May 15, 2014, 12:56 AM EST
Where’s Tony Parker?
That question dominated the first half as the San Antonio Spurs point guard left the court and bench without suffering an obvious injury. Turns out, his hamstring tightened, and the Spurs ruled him out at halftime – potentially a real concern going forward.
But there were no questions about Kawhi Leonard’s whereabouts.
He was everywhere.
Leonard (22 points on three 3-pointers and two dunks, seven rebounds and five steals) made plays all over the court to lead the San Antonio to a 104-82 series-closing win over the Portland Trail Blazers on Wednesday.
With their 4-1 series victory, the Spurs join the Heat as the only teams to make the conference finals each of the last three years. But whether San Antonio returns to the NBA Finals, let alone wins them, might hinge on Parker.
Parker’s backup, Patty Mills (18 points, three steals, zero turnovers in 26 minutes), filled in admirably. But winning with depth, as the Spurs have done to this point, gets much more difficult when the field narrows. Parker is a true star, someone who has repeatedly elevated his game as the playoffs go deeper. That’s whom San Antonio needs.
And there’s reason to believe the Spurs will get Parker back soon.
“I think it’s more precaution than anything,” said Tim Duncan, whose 16 points and eight rebounds helped ensure the Spurs could comfortably rest Parker on Wednesday. “Just don’t want to get him any more hurt.”
At least San Antonio will get extra rest before facing the Thunder or Clippers, and that can only help Parker heal.
In wins in Games 1-3, the Spurs led at halftime by 26, 19 and 20 at halftime. In their Game 4 loss, they trailed by two at the break.
Wednesday, they led by just seven at halftime – a comfortable position to be certain, but one indicative of a team no longer possessing an unbreakable lock on the series. The only other time the Trail Blazers got this close after two quarters, Game 4, they ran away with it in the third.
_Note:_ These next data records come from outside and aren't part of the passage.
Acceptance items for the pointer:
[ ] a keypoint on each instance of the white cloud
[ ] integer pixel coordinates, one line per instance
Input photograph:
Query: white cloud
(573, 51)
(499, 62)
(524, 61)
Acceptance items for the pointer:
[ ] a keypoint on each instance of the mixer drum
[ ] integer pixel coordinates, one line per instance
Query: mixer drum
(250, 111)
“We might have ran out of a little energy in the last game,” Duncan admitted.
San Antonio quickly ensured that wouldn’t be repeated in Game 5, opening the third quarter on an 8-0 run. Thanks to Danny Green making all five of his second-half shots on the way to 22 points, the Spurs led by double digits the rest of the way.
The Trail Blazers’ run ends here, and they were an exciting team that got in over their heads – way over their heads. But this season was a resounding success for Portland, which reached the playoffs for the first time in three years and won a postseason series for the first time in 14.
Portland’s stars – Damian Lillard (17 points and 10 assists) and LaMarcus Aldridge (21 points and 10 rebounds) – had double-doubles in the season ender, but neither really gave San Antonio much reason for concern. They’re not quite good enough to beat a great team like the Spurs, especially with so little bench help.
Next season, the Trail Blazers can get better. They’re young enough to expect significant internal growth, and using the mid-level exception wouldn’t take them into the luxury tax.
But the West is tough, and breaking into the upper echelon is a daunting task. Again and again this series, the Spurs proved that.